Были просто обрывки песни, мчащаяся мимо машина, рождественские украшения, зимняя погода, огненный зуд в промежности и огромнейшее чувство облегчения: теперь я волен жить своей жизнью. Покрутив головой и убедившись, что путь свободен, я стал переходить Седьмую авеню и, взглянув вперед, увидел приближающуюся ко мне парочку. Они шли вдоль Центрального парка по направлению к Плазе, с запада на восток, и позже я подумал, что это было неизбежно: нам суждено было встретиться на середине Седьмой авеню в ту самую ночь освобождения Фрэнни и моего собственного. Мне показалось, что пара была слегка навеселе; по крайней мере, навеселе была молодая женщина и опиралась на мужчину так, что он тоже покачивался. Женщина была моложе, чем мужчина; в 1964 году мы бы назвали ее девушкой. Она смеялась, повиснув на руке своего взрослого приятеля; на вид он был примерно моего возраста, а на деле — несколько старше. В ту ночь 1964 года ему должно было быть уже под тридцать. Смех девушки был резким и рассыпался в хрупком ночном воздухе, как звук ломающихся сосулек, опоясывающих карниз дома. Я же, конечно, чуть не лопался от радости, и хотя в холодном звенящем смехе девушки было что-то наигранное и затверженное, и хотя мои яйца ныли, а член саднил, я встретился взглядами с симпатичной парой и улыбнулся.

Мы без всякого труда узнали друг друга, мужчина и я. Я никогда не мог забыть спесь квотербека, сквозившую в его чертах, хотя не видел его с той самой ночи Хэллоуина, когда мы расстались на футболистской тропинке, которую остальным рекомендовалось обходить стороной.

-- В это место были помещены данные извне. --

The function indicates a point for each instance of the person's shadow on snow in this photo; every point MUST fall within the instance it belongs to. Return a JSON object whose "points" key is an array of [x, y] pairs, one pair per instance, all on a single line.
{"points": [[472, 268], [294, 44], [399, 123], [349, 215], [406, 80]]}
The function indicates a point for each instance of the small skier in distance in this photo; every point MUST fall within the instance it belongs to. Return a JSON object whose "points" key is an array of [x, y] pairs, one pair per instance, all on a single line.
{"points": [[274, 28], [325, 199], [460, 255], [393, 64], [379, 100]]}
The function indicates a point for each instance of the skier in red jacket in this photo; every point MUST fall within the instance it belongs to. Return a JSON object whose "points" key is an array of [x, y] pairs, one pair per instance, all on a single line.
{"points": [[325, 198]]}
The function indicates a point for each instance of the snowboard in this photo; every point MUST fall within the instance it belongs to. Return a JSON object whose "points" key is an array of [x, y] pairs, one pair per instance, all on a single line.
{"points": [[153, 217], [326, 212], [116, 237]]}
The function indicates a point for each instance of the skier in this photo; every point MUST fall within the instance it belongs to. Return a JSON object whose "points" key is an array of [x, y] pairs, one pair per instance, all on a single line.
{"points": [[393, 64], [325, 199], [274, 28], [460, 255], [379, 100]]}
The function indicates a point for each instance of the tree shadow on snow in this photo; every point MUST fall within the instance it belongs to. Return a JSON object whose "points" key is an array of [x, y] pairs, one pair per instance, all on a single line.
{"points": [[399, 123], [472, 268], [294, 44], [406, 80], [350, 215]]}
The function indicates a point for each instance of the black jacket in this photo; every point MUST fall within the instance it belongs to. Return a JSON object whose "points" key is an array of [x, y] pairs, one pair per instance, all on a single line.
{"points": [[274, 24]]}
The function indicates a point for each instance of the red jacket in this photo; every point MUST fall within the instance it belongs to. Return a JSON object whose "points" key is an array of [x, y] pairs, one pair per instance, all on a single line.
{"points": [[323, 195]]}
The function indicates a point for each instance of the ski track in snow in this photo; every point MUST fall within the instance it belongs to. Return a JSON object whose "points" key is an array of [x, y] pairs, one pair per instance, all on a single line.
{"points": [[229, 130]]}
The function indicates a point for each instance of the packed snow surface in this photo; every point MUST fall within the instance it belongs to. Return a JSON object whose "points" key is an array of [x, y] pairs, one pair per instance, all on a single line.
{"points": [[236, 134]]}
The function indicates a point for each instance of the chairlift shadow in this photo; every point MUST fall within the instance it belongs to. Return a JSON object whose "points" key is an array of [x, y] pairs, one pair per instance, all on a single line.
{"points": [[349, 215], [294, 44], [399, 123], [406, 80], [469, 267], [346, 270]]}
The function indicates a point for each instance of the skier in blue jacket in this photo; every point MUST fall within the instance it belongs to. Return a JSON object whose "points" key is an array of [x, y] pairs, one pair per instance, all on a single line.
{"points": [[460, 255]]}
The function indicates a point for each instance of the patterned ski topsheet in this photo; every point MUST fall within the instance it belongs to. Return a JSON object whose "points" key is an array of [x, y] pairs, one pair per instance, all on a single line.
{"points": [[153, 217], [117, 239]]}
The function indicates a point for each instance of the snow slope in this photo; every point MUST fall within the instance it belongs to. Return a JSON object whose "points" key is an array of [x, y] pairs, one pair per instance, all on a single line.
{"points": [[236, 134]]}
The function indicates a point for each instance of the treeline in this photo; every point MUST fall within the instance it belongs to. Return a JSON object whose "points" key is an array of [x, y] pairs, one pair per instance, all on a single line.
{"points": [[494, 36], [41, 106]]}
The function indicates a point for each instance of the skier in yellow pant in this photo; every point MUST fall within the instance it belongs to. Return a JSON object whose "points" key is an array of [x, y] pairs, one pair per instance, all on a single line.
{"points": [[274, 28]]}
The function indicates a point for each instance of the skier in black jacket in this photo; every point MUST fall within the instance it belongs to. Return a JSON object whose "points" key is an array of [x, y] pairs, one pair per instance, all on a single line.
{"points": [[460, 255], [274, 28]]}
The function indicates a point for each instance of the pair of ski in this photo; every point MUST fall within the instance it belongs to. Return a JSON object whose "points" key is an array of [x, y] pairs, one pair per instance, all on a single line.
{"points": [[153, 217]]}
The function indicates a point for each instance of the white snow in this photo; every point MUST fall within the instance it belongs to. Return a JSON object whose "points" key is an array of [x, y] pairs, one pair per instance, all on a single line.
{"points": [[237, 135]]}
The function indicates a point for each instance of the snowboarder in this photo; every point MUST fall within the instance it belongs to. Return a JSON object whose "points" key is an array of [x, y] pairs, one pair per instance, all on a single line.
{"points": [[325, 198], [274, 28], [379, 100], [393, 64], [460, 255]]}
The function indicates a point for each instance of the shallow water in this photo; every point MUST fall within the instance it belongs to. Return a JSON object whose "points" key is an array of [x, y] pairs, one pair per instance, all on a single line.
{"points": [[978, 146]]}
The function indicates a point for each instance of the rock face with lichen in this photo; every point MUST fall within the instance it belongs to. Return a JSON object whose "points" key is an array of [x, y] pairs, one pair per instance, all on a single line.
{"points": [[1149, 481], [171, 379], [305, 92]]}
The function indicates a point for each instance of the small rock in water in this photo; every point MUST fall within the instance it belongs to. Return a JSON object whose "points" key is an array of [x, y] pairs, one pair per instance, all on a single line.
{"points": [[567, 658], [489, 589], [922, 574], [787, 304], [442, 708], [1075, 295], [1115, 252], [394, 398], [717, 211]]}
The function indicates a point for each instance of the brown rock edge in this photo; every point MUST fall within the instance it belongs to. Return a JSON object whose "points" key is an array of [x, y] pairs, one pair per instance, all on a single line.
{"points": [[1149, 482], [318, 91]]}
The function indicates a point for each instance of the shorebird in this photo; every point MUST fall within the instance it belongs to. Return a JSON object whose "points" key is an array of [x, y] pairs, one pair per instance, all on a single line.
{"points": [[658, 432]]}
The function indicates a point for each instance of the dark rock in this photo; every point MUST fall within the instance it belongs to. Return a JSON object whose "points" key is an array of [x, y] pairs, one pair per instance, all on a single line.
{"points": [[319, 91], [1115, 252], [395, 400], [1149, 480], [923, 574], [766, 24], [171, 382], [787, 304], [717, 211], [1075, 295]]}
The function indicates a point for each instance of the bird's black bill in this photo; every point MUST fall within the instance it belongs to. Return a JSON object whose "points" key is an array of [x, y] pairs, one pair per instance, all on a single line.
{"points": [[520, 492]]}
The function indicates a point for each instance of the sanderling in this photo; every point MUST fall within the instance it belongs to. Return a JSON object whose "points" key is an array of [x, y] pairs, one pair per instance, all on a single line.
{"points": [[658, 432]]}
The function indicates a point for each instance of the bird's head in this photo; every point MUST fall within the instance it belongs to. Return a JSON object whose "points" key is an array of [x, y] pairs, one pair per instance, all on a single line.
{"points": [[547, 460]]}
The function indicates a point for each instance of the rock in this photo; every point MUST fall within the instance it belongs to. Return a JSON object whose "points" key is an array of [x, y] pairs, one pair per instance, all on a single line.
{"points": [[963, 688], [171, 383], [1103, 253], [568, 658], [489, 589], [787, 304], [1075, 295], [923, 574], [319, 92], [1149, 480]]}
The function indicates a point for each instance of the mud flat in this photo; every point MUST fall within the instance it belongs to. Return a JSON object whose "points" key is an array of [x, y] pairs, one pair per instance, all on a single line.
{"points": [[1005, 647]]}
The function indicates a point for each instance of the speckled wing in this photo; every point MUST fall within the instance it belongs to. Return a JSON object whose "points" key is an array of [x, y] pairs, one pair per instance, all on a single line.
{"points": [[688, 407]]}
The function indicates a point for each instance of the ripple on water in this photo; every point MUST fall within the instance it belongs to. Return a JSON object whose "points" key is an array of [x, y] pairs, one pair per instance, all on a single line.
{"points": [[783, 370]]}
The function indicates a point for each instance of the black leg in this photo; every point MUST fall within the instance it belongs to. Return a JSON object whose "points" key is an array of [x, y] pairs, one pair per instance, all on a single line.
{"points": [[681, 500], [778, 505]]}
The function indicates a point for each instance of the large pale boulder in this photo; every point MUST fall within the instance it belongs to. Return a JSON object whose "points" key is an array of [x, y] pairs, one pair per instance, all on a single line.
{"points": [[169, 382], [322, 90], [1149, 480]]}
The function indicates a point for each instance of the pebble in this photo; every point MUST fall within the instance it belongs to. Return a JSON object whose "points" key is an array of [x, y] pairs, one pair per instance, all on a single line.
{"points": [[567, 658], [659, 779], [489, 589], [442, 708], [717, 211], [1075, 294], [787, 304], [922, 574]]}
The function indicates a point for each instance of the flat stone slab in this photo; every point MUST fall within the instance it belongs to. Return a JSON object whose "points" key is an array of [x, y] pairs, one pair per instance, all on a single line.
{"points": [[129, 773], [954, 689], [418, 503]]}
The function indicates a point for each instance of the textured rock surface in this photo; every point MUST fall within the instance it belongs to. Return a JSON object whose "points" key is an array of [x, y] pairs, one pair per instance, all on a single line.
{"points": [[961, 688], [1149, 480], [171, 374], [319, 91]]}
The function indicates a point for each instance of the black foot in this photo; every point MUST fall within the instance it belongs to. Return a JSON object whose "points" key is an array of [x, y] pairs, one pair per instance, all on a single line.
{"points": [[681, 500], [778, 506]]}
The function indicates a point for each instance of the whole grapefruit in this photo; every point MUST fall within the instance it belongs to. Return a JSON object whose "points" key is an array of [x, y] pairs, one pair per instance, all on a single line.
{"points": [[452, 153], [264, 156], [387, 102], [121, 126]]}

Всякий раз, поднимая тяжести, я слышал, как он говорит: «Слушай, мальчик, у твоей сестренки задница самая лучшая в школе. Она перепихивается с кем-нибудь?»

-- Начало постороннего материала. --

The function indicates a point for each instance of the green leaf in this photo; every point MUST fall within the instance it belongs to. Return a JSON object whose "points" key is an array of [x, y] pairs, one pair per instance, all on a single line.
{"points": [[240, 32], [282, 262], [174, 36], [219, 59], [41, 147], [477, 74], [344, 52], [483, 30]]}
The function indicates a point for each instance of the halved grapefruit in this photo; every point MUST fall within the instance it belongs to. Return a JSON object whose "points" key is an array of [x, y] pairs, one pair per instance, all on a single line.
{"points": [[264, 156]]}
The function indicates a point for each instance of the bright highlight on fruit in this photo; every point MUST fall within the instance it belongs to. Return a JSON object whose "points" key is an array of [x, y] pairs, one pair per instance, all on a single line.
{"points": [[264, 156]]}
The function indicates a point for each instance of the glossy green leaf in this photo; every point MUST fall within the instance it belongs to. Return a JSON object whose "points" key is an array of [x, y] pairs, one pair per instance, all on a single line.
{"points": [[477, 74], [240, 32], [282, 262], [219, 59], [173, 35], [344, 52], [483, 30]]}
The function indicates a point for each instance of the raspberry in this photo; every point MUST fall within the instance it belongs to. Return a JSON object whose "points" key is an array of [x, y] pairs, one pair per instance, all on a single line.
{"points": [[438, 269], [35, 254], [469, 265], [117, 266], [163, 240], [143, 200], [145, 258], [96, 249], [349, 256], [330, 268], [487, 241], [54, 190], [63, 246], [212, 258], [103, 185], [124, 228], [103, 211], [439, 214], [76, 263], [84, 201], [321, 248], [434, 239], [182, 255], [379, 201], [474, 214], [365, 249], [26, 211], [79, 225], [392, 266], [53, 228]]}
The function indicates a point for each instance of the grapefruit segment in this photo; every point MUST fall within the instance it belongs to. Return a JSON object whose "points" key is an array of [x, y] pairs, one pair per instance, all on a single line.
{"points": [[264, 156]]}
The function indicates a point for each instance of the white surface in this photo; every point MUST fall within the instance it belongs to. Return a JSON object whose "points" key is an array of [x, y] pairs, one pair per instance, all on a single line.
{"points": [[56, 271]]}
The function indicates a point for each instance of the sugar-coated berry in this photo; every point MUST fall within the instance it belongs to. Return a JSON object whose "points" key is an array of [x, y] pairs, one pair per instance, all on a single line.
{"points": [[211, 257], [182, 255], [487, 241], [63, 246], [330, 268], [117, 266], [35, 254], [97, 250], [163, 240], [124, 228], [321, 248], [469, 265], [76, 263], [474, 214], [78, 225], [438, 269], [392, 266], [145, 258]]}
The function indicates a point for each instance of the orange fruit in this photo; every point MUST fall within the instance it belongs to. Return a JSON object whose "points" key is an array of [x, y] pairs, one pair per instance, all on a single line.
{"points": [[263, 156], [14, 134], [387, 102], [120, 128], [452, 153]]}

— Да, она перепихивается со мной, — мог бы ответить я в ту ночь, стоя на Седьмой авеню.

Но я ничего ему не сказал. Просто остановился перед ним и стоял столбом, пока не убедился, что он меня узнал. Он не изменился; он выглядел почти так же, как всегда, — в моих глазах. И хотя я считал, что сам я изменился, зная, что занятия штангой изменили по крайней мере мое тело, думаю, что благодаря постоянным письмам Фрэнни наша семья сохранилась в памяти (если не в сердце) Чиппера Доува.

Чиппер Доув тоже остановился посередине Седьмой авеню. Через секунду или две он тихо сказал:

— Ба, кого мы видим. Всё — сказка.

Я взглянул на подружку Чиппера Доува и сказал:

— Смотри, чтобы он тебя не изнасиловал.

Подружка Чиппера Доува рассмеялась звенящим напряженным смехом ломающегося льда, дрожащих сосулек. Доув тоже издал короткий смешок. Мы втроем стояли посередине Седьмой авеню; такси, вывернувшее с Сентрал-Парк-Саут, чуть не сбило нас, но только девушка слегка дернулась, Чиппер Доув и я стояли неподвижно.

— Эй, вы — не видите, что ли, мы стоим посередине улицы, — сказала девушка.

Я заметил, что она была намного его моложе. Она отошла к восточной стороне Седьмой авеню и стала ждать нас там, но мы не двигались.

— Мне очень приятно было получать весточки от Фрэнни, — сказал Доув.

— А почему ты ей не отвечал? — спросил я его.

— Эй! — закричала нам его подружка, и еще одно такси, свернувшее к центру, обогнуло нас с громким бибиканьем.

— Фрэнни тоже в Нью-Йорке? — спросил меня Чиппер Доув.

В сказках часто не догадываешься, чего именно хотят люди. Все изменилось. Я знал, что не представляю, хочет Фрэнни видеть Чиппера Доува или нет. Я знал, что никогда не узнаю, что было в письмах, которые она ему писала.